Al escucharme decir eso de que no me gustaba la belleza física de Blanca, el padre gruñó carraspeando, interrumpiendo el relato. Acto seguido, juntó las palmas de sus manos, a la vez que me dijo:

¿Acaso no te he dicho muchas veces, hijo mío, que no debes ver el exterior? Nuestro buen Dios —Alzó sus ojos al cielo y luego viéndome acabó diciendo con voz suave—: no nos desecha por nuestra apariencia física.

¡Ay, padre! —suspiré—, mejor habría sido que nuestro buen Dios no nos hubiera dado ojos, así habríamos podido cumplir con eso de ver el corazón antes que el físico —dije soltándole una carcajada en sus narices y proseguí—: Aunque debo aclararle que dije que mi escala «era» difícil de satisfacer y no que «sigue siendo».

El padre me clavó una mirada matadora a la vez que se volvía a mí hablándome con un tono aleccionador:

—Eso espero, que hayas cambiado, muchacho pícaro, porque de lo contrario ya vas a ver —me advirtió, revolviendo en el aire su mano empuñada.

¿Continúo? —le dije bromeado y entre risas.

—Continúa —contestó masticando las palabras.

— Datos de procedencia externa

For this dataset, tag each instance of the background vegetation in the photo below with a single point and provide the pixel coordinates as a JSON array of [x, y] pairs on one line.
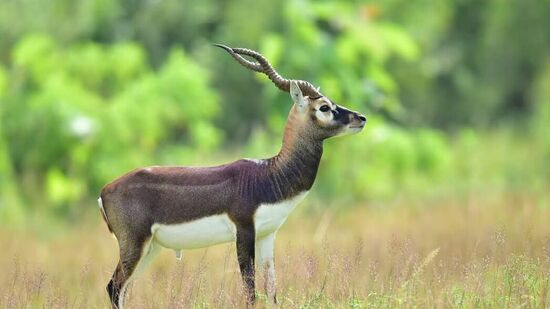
[[457, 96]]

»—No salí volando de ese restaurante, me obligué a permanecer ahí, mis intereses se sobreponían a mis deseos. Volviendo a la conversación entre Blanca y yo, debo decirle que aquello se tornó en una tragedia de dimensiones shakesperianas cuando ella me dijo:

»—Paul, no quisiera incomodarte con más de lo mismo, pero… yo te siento distante.

»—Nada, nada —La codeé—. Son cosas tuyas, Blanca, nosotros somos amigos; además, ¿por qué tendría que estar molesto? —Me hice el desentendido.

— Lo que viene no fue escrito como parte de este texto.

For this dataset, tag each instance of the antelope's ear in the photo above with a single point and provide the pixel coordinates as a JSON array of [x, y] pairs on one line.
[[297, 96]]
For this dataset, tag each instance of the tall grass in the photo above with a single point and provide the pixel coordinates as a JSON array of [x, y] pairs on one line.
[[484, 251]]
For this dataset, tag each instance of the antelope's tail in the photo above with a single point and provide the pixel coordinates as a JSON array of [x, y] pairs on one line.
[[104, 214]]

»Ella se inclinó hacia mí y, viéndome directo a las pupilas como intentando descifrarme o acaso hallar una pizca de mentira en ellos, me dijo:

»—No lo sé, Paul, dímelo tú, tal vez no te gusta mi personalidad.

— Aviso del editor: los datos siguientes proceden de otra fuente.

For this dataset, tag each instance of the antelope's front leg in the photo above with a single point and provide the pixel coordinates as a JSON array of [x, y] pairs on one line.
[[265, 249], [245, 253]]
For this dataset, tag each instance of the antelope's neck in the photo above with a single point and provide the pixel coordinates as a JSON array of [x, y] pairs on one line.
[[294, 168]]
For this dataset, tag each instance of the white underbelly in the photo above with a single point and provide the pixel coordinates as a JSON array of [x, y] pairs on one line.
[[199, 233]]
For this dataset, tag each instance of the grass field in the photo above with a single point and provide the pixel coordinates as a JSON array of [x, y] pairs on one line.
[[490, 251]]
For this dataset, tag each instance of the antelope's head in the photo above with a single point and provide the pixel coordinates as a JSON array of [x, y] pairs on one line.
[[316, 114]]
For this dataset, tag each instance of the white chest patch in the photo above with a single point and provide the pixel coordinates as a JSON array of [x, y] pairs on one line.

Percibí en ella un eco de histérica exnovia.

»—Para nada, Blanca —disimulé—, de no gustarme tu personalidad no te abría invitado a salir, ¿no lo crees?

»—Mmm… Entonces, ¿por qué no me habías invitado a salir antes? —me interpeló, colocando ambos codos sobre la mesa y sus dedos entrelazados bajo su mentón—. Creí que era la más insignificante de todas las muchachas de la oficina.

»—Bueno, pues no lo eres Blanquita, te aseguro que no lo eres —le dije mientras le colocaba mi mano en su hombro derecho para tranquilizarla, ya que parecía estar exasperándose más de lo normal.

»Mientras le aseguraba que ella era la más importante, Blanca se concentró en mi rostro con tal esmero que suspendió la respiración por medio minuto. Eso me asustó. Luego volvió en sí despertando de la hipnosis cuando escuchó que yo le decía:

»—Blanca, Blancaaa.

»—Sí, dime, Paul.

»Me quedé mirándola por un momento antes decirle:

»—Blanquita, ¿podría pedirte un favor? —Los nervios me empaparon las manos.

»¿Cuál favor? —preguntó con voz angélica y condescendiente, soltando una serie de suspiros al aire.

»—Pues… —vacilé.

»—Ya, habla sin rodeos —me dijo—, que esta noche lo que tú quieras.

»¿Me lo prometes, Blanquita? ¿Lo que yo quiera?

»—Sí.

»Viendo su buena disposición conmigo me apresuré a pedirle el favor, así somos de brutos los caballeros, y me acerqué a ella.

»—Blanca, necesito que me pases ese archivo que administras, el que contiene las listas de información de nuestros contactos.

»Fue un error haberle pedido ese favor de entrada, porque al escuchar mis palabras, el rostro de Blanca pasó de estar radiante de la alegría y pronto se transfiguró semejante al de una malvada bruja de cuento: enardecido como una brasa y con los ojos a punto de salírseles de las órbitas.

»¡¿Esas eran tus verdaderas intenciones, verdad?! —me reclamó lloriqueando como niña pequeña, llevándose ambas manos al rostro para ocultarlo y sollozando.

»Justo en ese instante en que la tensión iba en aumento, se le ocurrió al mesero acercarse y preguntar:

»¿Están listos para ordenar? ¿Desean que les traiga un vino? Tenemos una buena selección.

»Yo lo volví a ver con no muy buena cara.

»¿Podría regresar en un minuto? —le pedí.

»Para ese entonces ya me sentía como un villano, así que me acerqué al lado de la silla en donde Blanca estaba sentada, me puse de cuclillas frente a ella, le di un beso en la mejilla, luego la abracé consolándola como a una hermana.

»—No llores más, Blanca, ya bastante mal me siento —le decía a la vez le acariciaba sus mejillas.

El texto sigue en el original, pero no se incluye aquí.